5 Matcha Brewing Mistakes
- Using boiling water. Water above 180°F bruises the leaf and creates bitterness that no amount of sugar can mask. 160-175°F is the right range.
- Not sifting the powder. Matcha clumps in storage. Whisking without sifting first leaves lumps. A small fine-mesh sieve is a $5 fix that takes 10 seconds.
- Whisking too slowly. A proper froth requires brisk W-shaped motion. Slow gentle whisking will not create the small bubbles that define a good usucha.
- Using a regular kitchen whisk. A metal whisk does not have the prong density needed for matcha. The bamboo chasen with 80+ prongs is the right tool.
- Storing matcha at room temperature. Matcha oxidizes quickly. Store in a sealed container in the refrigerator and use within 30 days of opening for peak flavor.

The Bottom Line
Brewing matcha well comes down to three numbers: 1-2 grams of matcha, 2-3 ounces of water at 160-175°F, whisked for 15-30 seconds in a W motion. Use ceremonial grade for straight drinking, culinary grade for lattes and baking. Sift the powder. Drink immediately after whisking. Store in the fridge.
The traditional usucha method takes three minutes once you have the tools. Modern variations like iced lattes and matcha tonics keep the same brewing fundamentals but adapt the ratios for cold or mixed drinks. The morning ritual is worth the small learning curve. Once it clicks, the daily routine becomes one of the more grounding fifteen minutes of the day.
If you are building out the rest of a slow morning, our guide to the health benefits of matcha tea covers the why behind the daily habit.
One last note worth knowing. Matcha quality varies more between brands and harvests than almost any other tea on the market. A jar that tasted smooth and sweet last spring may taste duller next spring if it came from a different cultivar or a later harvest. Worth re-evaluating your matcha source every 6 to 12 months, especially if you have settled into a daily habit. The investment in switching to better matcha is roughly $10 to $20 per month above grocery-store grade, which over a year of daily use is the difference between something you tolerate and something you look forward to. The traditional brewing method only delivers what the leaf actually has in it. Quality in, quality out, every time.
Frequently Asked Questions
What is the right water temperature for matcha?

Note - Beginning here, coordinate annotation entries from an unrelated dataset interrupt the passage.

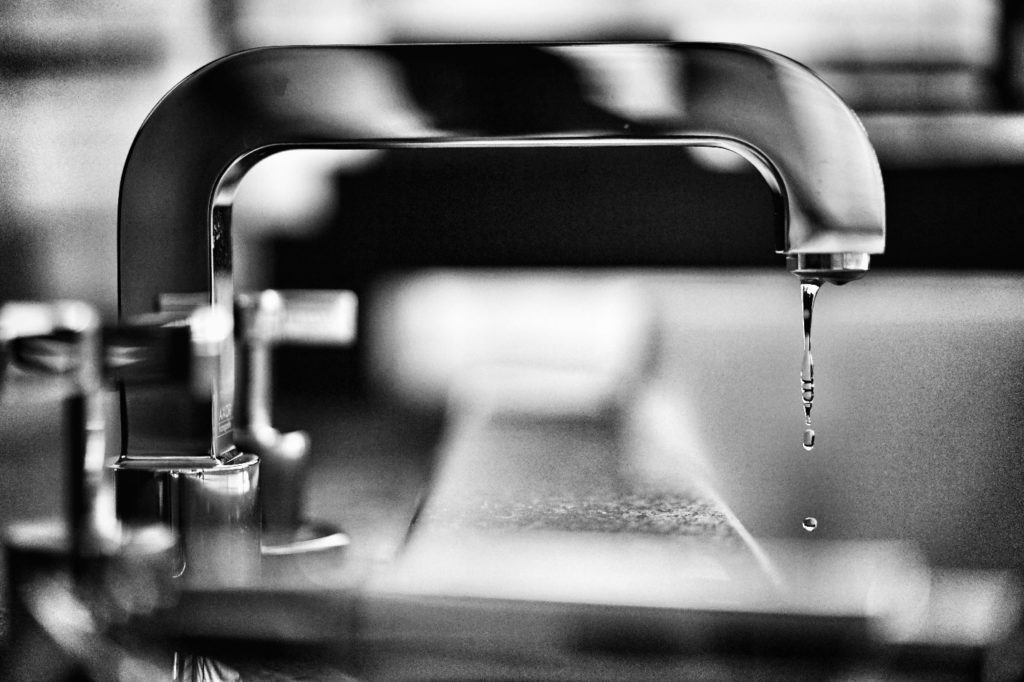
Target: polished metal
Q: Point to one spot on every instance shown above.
(835, 267)
(267, 320)
(212, 506)
(180, 176)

160 to 175°F (70 to 80°C). Never boiling. Hot water bruises the tea leaf and creates bitterness that cannot be fixed by adding sweetener. Boil water and let it cool for 1 to 2 minutes, or use a kettle with temperature control.

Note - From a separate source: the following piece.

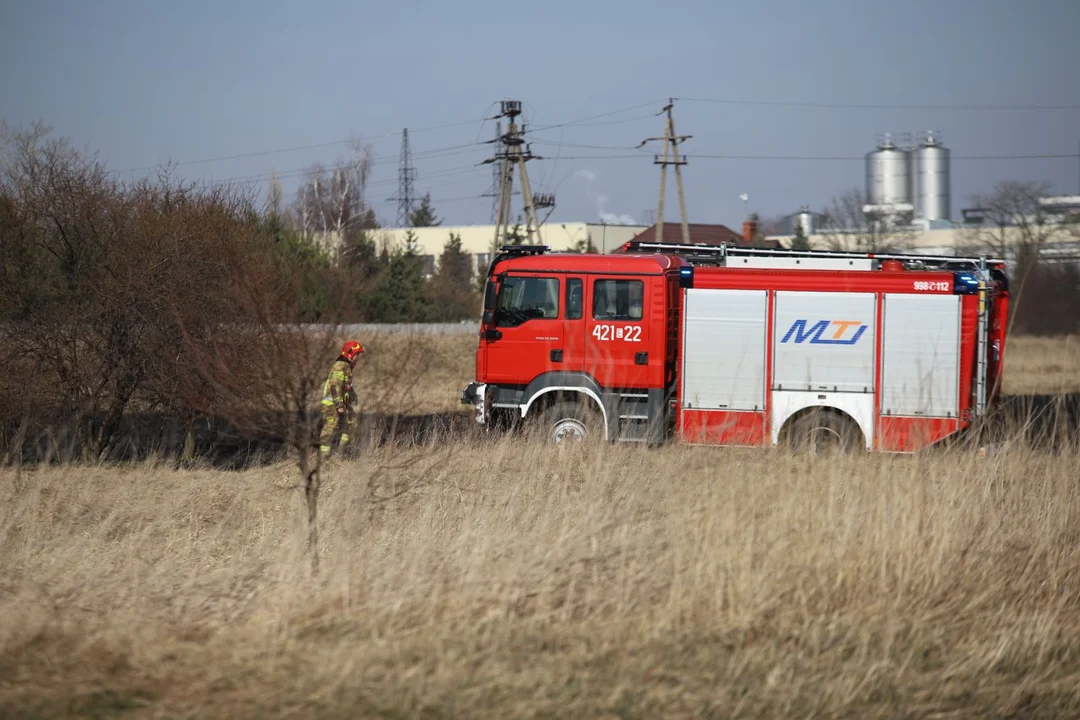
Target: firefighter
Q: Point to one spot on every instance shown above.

How much matcha should I use per cup?
1 to 2 grams (roughly half to one teaspoon) for a traditional usucha thin tea. 4 to 5 grams for a koicha thick tea. The standard chawan holds enough water for either method. More than 2 grams in a usucha-style preparation will taste overly grassy and bitter.
What is the difference between ceremonial and culinary grade matcha?
Ceremonial grade matcha is made from the youngest first-harvest leaves, stone-ground slowly, vibrant green, smooth and slightly sweet. Designed to be drunk straight with water. Culinary grade is made from later harvests, stronger and more bitter, designed to hold up against milk and sugar in lattes and baking. Using culinary grade straight produces bitter results.
Do I really need a bamboo whisk?
Yes. A metal kitchen whisk does not have the prong density needed to break up matcha powder and create the fine froth. A bamboo chasen with 80+ prongs is the right tool and costs $15 to $25. The whisk also needs a stand to dry properly between uses, which preserves the prong shape for 3 to 6 months of daily use.
Can I make matcha without all the traditional tools?
Yes, but quality suffers. The minimum substitutes: a small mixing bowl in place of a chawan, a fine-mesh handheld milk frother in place of a chasen, a sieve from any tea infuser. The result will be drinkable but not as smooth or properly textured as the traditional method. The bamboo whisk and proper bowl are the two tools most worth investing in if you drink matcha daily.
How long does matcha stay fresh after opening?
30 days at peak flavor when stored sealed in the refrigerator. Matcha oxidizes quickly once exposed to air, losing both color (vibrant green fades to dull olive) and flavor (smooth umami becomes flat and grassy). Buy in small tins rather than large bags to keep more of the supply within the freshness window.